[Tweeters] Goldfinches Galore; n plants

Dee Dee deedeeknit at yahoo.com
Sun Mar 29 15:43:16 PDT 2020


We live just north of Shoreline (Edmonds area) and Goldfinches have visited our two sunflower-chip feeders all winter. We only started putting winter feeders out two years ago, relying previously more on bird-friendly plants in the yard. The Goldfinches (and many other birds) also really love the sunflower patch we’ve started planting each spring, starting two years ago.

Regarding Jack’s question about changing the Goldfinches’ migration habits, don’t know if it helps, but will share that when I lived in Juanita years ago, I would see winter-plumage flocks of Goldfinches gleaning in, for example, a clump of birch trees in Juanita Bay Park in the dead of winter. So at least some stay here year-round. They are indeed a treat to see, and it has been interesting this year to be able to daily watch the gradual change in plumage.
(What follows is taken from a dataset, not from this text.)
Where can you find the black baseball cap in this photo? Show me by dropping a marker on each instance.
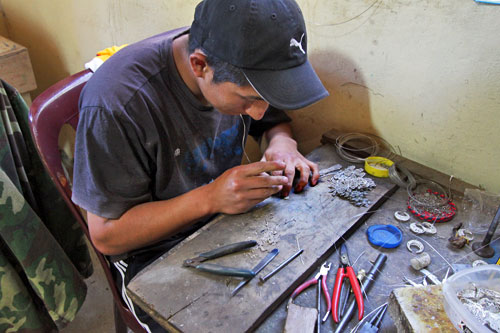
(267, 40)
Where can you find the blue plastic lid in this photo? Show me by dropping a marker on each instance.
(384, 235)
Right now they provide a welcome burst of bright yellow cheer in the yard off and on, all day long, as they come and go—making it easier to bid farewell to the daffodils.
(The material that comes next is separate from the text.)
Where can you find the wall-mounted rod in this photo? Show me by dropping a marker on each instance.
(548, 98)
Along the separate topic of planting native plants to support our beleaguered environment and its denizens, I have to suggest one of my favorites, our Pacific NW Evergreen Huckleberry (Vaccinium ovatum). When we moved into this house over 10 years ago, I immediately planted two small-at-the-time shrubs, which I now, with a bit of judicious pruning, maintain at about 5 feet tall while trying to keep as natural a shape as possible. Their evergreen leaves have an attractive mix of green and light burgundy, the abundant berries are tasty for humans as well as birds, and the branches provide good cover, even down to ground level for the low foragers. I once watched a Flicker take a 10-minute nap (eyes closed the whole time) wedged into the branches of one of the bushes only 3 feet above the ground.
Over the years, almost every morning just at or after sunup, I have seen an Anna’s Hummingbird hovering at the tiny blossoms (in season, which is as early as February in our yard, despite being said to be April through May) as well as searching the shrubs throughout the year for insects. In season, have also had Rufous Hummingbirds visit them the same way. A versatile, drought-tolerant, low-maintenance, and attractive shrub, year-round.
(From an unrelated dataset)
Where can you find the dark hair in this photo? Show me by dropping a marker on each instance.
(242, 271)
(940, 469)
Touching on books, I also thoroughly enjoyed Thor Hanson’s book Feathers...the Evolution of a Natural Miracle.

Will end this post by reporting species we’ve seen from our dining room windows over the last few weeks—at our feeders, in the yard in general, or in/flying through the neighborhood (about a block east of the Sound and a bit north of Edmonds). Pine Siskin, Bushtit, Chestnut-backed and Black-capped Chickadee, Goldfinch, House Finch, Song Sparrow, Fox Sparrow, White-crowned Sparrow, Golden-crowned Sparrow, Oregon Junco (including a recognizable leucistic male), Spotted Towhee (including a recognizable leucistic male), Bewick’s Wren, Rufous and Anna’s Hummingbirds, Stellar's Jay, Northern Flicker (normal Red-shafted as well as an assortment of several intergrades), Cooper’s Hawk, Bald Eagle, Crow, Red-winged Blackbird, Starlings, Rock Dove, Eurasian Collared-Dove, Canada Goose, sea gull assortment, and hundreds of fast-flying ducks on their way to and from wherever it is they go (primarily morning and evening) besides the lawn and cattail wetland-ditch next to Olive Garden up on 196th in Lynnwood (...it’s closed so the ones who beg there must be going somewhere else currently...). These are all pretty much regulars, most seen year-round in our yard. We had 4 Yellow-rumped Warblers visiting the suet feeder daily all winter but have not seen them for several days now...am missing them! I am likely forgetting someone but enough said for now.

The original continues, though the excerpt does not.